E’ lunga la strada per l’Afghanistan libero e democratico

di Lorenzo Peluso.

Gli Usa devono mantenere una presenza in Afghanistan: lo ha detto in un’intervista radiofonica a Fox News Donald Trump, precisando che dopo l’accordo con i talebani gli Stati Uniti terranno 8.600 soldati. Dopo l’accordo di pace con i talebani, “ridurremo i nostri effettivi a 8600 e poi si vedrà”, ha dichiarato il commander in chief. “Avremo sempre una presenza” in Afghanistan, ha aggiunto. Attualmente gli Usa hanno circa 14 mila militari nel Paese. La dichiarazione di Trump sembra una retromarcia rispetto alle promesse di voler ritirare completamente le truppe americane dall’Afghanistan. Dunque un passo indietro, forse. Sono le elezioni in autunno la vera partita per la democrazia in Afghanistan. Il presidente Ashraf Ghani, al potere a Kabul dal 2014, un pashtun,  candidato alla sua successione, si troverà ad affrontare Abdullah Abdullah, il suo capo di governo, un posto ritagliato su misura per Abdullah nel 2014, quando dichiarò di aver vinto le elezioni presidenziali contro Ghani. Parteciperà alla corsa anche Gulbuddin Hekmatyar, uno dei più accaniti signori della guerra, alleato pashtun dei taliban finché non raggiunse un accordo di riconciliazione con Ghani nel 2016. In realtà la speranza di pacificazione dopo il voto è solo legata ai taliban che hanno minacciato di uccidere i partecipanti alle elezioni.

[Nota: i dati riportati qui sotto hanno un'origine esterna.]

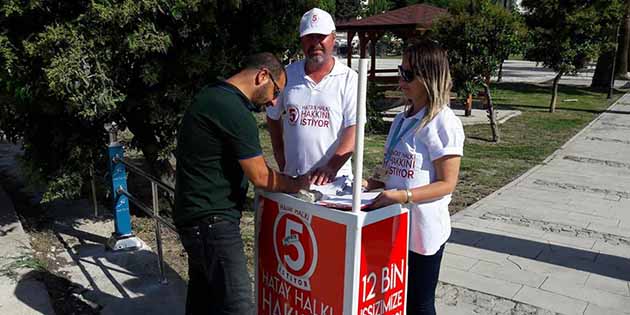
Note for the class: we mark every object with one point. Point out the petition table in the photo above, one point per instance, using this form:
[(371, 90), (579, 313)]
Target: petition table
[(311, 259)]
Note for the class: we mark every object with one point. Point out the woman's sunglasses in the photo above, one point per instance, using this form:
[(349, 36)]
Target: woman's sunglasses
[(276, 88), (406, 75)]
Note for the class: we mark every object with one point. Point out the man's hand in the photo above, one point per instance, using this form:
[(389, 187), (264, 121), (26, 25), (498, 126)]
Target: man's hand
[(323, 175), (300, 182), (388, 197)]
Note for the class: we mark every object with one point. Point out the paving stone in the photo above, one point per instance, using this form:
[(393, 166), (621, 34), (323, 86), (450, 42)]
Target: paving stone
[(564, 240), (612, 249), (612, 266), (508, 273), (567, 274), (476, 282), (595, 296), (608, 284), (593, 309), (622, 231), (460, 262), (551, 301), (476, 253)]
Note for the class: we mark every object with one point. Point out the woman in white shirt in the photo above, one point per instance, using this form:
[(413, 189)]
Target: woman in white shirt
[(422, 157)]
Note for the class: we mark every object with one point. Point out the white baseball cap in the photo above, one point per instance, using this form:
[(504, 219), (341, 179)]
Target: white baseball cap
[(316, 21)]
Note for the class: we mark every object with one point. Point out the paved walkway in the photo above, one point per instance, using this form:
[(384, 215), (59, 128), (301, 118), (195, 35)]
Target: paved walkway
[(107, 282), (20, 293), (555, 240)]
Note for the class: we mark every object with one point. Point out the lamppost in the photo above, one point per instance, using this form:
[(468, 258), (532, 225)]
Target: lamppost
[(611, 85)]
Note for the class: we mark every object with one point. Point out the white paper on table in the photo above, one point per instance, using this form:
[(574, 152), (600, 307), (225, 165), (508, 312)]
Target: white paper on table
[(345, 201), (332, 188)]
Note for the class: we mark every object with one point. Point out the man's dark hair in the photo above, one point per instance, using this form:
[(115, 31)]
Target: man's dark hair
[(265, 60)]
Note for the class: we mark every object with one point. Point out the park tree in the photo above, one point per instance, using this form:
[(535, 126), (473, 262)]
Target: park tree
[(566, 35), (478, 38), (618, 41), (69, 67), (347, 10)]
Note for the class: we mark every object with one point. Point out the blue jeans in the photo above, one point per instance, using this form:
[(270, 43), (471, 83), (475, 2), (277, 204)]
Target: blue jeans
[(422, 281), (217, 269)]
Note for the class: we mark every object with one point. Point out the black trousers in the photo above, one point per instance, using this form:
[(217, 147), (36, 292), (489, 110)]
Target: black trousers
[(217, 269), (422, 281)]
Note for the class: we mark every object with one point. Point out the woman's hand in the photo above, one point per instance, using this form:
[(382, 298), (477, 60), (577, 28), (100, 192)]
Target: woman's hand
[(388, 197)]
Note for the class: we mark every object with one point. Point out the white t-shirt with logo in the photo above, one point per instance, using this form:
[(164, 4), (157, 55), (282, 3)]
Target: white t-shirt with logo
[(315, 116), (410, 165)]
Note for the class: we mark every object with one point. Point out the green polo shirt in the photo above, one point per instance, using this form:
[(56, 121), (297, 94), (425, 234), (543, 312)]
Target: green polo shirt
[(216, 132)]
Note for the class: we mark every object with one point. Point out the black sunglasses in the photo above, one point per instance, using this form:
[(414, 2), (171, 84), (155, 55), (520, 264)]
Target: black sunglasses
[(406, 75), (276, 88)]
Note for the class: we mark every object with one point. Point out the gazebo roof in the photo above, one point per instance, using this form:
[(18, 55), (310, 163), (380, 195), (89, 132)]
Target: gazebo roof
[(418, 16)]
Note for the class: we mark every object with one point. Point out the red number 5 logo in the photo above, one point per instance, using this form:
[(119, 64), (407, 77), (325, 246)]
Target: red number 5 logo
[(294, 114), (295, 246)]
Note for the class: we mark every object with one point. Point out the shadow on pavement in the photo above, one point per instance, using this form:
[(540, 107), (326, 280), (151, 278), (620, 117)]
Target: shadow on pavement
[(578, 259)]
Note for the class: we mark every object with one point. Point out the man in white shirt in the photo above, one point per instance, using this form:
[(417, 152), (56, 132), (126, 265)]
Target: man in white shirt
[(316, 133)]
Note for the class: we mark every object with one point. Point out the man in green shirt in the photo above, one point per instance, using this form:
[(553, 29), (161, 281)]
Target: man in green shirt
[(218, 150)]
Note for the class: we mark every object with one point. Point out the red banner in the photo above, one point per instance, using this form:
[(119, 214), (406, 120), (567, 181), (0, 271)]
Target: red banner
[(300, 262), (383, 279)]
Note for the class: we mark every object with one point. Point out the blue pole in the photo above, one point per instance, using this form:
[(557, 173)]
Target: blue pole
[(122, 219)]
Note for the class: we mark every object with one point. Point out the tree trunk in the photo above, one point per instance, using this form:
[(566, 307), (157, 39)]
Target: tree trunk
[(621, 69), (144, 135), (554, 95), (603, 70), (491, 114), (468, 105)]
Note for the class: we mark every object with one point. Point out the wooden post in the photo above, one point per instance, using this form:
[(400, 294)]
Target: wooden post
[(349, 54), (363, 41), (372, 38)]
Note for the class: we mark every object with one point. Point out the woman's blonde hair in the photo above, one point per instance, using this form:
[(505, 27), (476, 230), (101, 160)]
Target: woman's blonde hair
[(429, 63)]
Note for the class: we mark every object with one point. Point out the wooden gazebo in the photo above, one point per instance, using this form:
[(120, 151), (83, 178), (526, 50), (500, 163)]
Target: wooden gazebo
[(405, 23)]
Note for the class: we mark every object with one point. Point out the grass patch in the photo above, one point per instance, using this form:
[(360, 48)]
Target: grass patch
[(526, 140), (12, 269)]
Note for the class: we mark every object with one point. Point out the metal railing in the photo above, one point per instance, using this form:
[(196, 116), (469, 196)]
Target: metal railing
[(153, 212)]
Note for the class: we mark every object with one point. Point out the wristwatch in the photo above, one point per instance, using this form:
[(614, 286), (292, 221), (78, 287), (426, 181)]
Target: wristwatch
[(409, 196)]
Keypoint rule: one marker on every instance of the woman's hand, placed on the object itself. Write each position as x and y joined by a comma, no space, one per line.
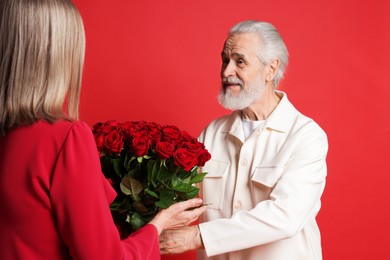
178,215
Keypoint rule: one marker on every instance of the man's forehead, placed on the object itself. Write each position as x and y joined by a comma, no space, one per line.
241,43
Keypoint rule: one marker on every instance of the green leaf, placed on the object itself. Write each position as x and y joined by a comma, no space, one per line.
139,207
198,177
117,163
166,199
152,193
182,187
135,220
130,186
164,173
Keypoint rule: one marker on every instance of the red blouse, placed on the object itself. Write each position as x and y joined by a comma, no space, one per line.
54,199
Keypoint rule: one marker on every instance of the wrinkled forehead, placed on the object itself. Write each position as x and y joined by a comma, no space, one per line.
242,42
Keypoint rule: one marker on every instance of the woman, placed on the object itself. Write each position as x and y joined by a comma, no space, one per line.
54,200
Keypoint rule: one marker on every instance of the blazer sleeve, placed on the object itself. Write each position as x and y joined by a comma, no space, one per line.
293,201
81,206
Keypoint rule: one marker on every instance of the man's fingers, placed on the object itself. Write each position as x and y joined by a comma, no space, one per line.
192,203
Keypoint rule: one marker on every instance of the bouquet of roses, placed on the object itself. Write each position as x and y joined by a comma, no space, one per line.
151,166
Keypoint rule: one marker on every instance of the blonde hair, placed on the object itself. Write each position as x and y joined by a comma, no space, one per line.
42,45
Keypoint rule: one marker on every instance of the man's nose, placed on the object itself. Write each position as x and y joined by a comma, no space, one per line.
228,70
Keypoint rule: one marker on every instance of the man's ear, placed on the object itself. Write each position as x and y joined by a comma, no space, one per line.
272,69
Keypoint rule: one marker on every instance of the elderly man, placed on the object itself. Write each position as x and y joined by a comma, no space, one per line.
268,168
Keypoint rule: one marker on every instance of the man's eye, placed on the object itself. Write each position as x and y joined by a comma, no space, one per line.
240,62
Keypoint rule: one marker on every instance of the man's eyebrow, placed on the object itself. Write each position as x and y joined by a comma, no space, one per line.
234,54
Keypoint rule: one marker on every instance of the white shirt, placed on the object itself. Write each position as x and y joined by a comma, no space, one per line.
264,191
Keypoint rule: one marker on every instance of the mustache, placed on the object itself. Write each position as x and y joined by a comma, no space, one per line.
232,80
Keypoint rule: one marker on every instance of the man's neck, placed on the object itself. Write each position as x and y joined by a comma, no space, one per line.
262,108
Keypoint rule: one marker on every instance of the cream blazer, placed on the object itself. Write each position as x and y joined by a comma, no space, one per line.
264,191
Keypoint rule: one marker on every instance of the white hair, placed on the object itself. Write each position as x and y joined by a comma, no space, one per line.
272,44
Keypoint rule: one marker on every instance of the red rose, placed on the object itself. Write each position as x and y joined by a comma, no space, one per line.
113,142
164,150
171,134
203,157
140,146
193,146
185,158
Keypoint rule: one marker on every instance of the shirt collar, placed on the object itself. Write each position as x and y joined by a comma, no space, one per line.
279,120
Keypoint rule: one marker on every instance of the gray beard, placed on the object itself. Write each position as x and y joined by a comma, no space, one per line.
244,98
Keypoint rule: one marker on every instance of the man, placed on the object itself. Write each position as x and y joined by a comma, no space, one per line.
268,168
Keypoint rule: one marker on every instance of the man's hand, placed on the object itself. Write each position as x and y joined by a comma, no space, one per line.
176,241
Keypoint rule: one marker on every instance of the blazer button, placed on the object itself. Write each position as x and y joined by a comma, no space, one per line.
244,162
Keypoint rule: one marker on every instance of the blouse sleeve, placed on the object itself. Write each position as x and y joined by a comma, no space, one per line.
80,202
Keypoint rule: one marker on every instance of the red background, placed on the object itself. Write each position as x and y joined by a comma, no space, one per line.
159,61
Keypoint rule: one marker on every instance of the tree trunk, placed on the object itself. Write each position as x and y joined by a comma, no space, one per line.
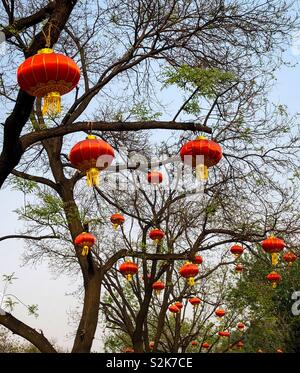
89,319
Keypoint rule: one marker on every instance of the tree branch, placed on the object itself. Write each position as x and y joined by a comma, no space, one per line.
28,237
25,331
37,136
26,22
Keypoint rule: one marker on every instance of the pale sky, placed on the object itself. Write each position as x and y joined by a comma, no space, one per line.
36,285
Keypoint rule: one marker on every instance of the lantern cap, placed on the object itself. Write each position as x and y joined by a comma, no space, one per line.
45,51
201,137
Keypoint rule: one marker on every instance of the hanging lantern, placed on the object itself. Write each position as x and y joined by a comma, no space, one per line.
85,241
158,286
117,220
91,156
239,268
154,177
273,246
241,326
274,278
156,235
195,301
210,151
236,250
179,305
220,313
224,334
48,75
128,269
289,257
189,271
240,345
148,276
198,259
174,309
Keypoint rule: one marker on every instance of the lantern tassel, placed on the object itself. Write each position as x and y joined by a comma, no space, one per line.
92,177
191,281
274,259
85,251
201,172
52,104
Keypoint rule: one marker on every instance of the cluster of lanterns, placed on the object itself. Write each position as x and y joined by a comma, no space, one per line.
50,75
273,246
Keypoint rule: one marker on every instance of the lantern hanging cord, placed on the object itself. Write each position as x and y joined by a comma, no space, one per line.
48,37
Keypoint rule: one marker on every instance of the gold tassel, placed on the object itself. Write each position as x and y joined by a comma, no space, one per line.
191,281
201,172
85,251
52,104
274,259
92,177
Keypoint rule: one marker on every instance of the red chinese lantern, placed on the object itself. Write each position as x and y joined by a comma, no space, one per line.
174,309
117,220
273,246
289,257
239,268
240,345
195,301
192,151
224,334
154,177
236,250
148,276
128,350
179,305
189,271
158,286
240,326
50,75
156,235
274,278
198,259
91,156
85,241
220,313
128,269
205,345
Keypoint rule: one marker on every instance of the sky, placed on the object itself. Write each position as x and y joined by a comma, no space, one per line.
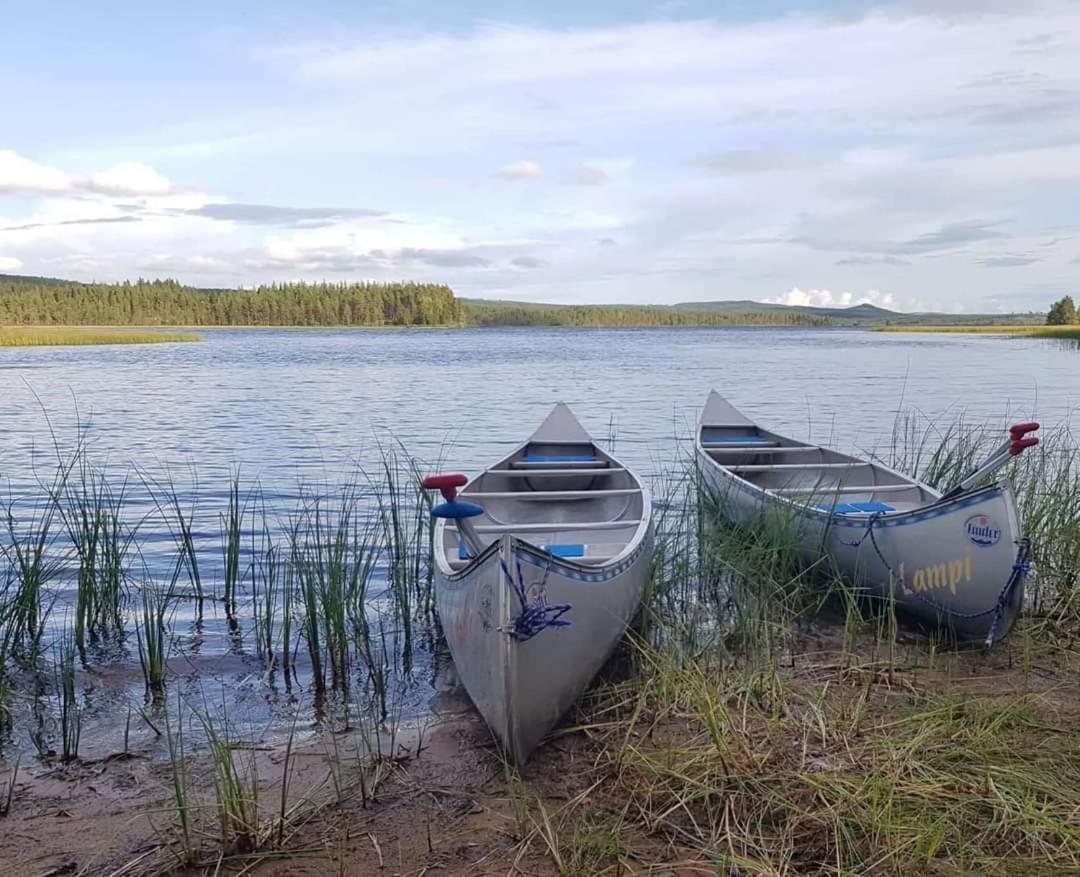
919,154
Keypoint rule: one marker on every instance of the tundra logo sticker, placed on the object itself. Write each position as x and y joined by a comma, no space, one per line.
983,530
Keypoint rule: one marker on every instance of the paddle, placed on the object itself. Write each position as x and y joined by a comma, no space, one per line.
455,509
1013,446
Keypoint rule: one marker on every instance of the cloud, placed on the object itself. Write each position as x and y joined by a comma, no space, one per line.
1008,261
588,175
748,161
92,221
447,258
826,298
528,262
22,175
893,260
520,171
272,215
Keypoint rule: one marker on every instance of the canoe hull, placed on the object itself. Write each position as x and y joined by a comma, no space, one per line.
523,687
949,565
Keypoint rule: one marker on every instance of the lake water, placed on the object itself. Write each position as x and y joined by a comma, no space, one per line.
309,406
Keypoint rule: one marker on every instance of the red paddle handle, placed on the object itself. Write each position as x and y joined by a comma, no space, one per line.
1020,445
446,484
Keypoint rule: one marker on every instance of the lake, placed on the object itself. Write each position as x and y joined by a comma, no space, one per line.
293,407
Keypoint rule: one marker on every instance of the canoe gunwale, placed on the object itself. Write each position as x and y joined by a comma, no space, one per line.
572,568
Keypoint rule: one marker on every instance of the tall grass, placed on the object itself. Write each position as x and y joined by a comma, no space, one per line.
235,785
334,555
151,631
232,525
49,336
29,549
70,717
404,514
180,523
92,512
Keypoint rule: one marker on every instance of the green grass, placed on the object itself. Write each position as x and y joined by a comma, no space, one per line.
1067,333
66,336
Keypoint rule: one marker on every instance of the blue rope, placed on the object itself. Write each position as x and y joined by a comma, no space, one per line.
535,616
1020,571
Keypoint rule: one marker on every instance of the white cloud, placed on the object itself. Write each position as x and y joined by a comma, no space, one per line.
520,170
18,174
22,175
826,298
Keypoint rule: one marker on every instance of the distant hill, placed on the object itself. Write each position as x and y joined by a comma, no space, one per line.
868,314
50,301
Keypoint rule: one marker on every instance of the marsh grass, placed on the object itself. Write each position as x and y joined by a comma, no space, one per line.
235,785
232,530
151,632
70,712
180,524
404,515
49,336
31,554
92,510
8,790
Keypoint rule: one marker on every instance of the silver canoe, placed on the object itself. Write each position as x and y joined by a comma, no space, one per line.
956,564
565,554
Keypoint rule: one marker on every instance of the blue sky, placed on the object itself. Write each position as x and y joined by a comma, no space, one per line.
572,151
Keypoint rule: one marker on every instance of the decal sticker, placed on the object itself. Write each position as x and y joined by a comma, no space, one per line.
983,530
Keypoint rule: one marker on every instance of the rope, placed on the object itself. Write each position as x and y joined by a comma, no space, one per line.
1021,569
538,615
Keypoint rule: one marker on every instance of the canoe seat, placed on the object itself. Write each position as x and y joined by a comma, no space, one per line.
541,461
558,551
740,441
859,508
559,458
552,496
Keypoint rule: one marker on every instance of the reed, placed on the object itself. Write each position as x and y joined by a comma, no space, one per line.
92,513
53,336
180,783
29,550
235,785
151,632
334,555
70,718
180,524
232,525
8,791
404,515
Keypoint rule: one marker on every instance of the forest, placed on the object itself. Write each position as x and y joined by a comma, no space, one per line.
41,301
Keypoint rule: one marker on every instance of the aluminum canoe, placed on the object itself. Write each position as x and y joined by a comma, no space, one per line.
955,565
565,557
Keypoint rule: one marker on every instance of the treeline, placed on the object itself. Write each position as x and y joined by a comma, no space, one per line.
165,302
40,301
598,315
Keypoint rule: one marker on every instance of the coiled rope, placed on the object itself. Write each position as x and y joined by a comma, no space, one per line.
537,615
1021,569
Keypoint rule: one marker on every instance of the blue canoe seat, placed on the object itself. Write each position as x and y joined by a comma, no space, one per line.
859,508
558,551
559,458
738,440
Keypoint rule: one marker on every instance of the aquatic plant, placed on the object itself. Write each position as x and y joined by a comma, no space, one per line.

Anche Atta Mohammad Noor, il padrone tagico di Mazar-e-Sharif, non ha escluso una candidatura presidenziale. Intanto nella valle del Panshir, il leader tagico Bismullah Khan Mohammadi si sta mobilitando in nome della crescente minaccia dei taliban. A far paura dunque rimangono i taliban al punto da giustificare i recenti sforzi per ricostruire la milizia guidata dall’uzbeco Abdul Rachid Dostum, ex generale comunista, che nel 1992 si era unito alle forze antisovietiche per contenere i taliban, è, dal 2014, vicepresidente della repubblica. E’ lunga la strada per l’Afghanistan libero e democratico.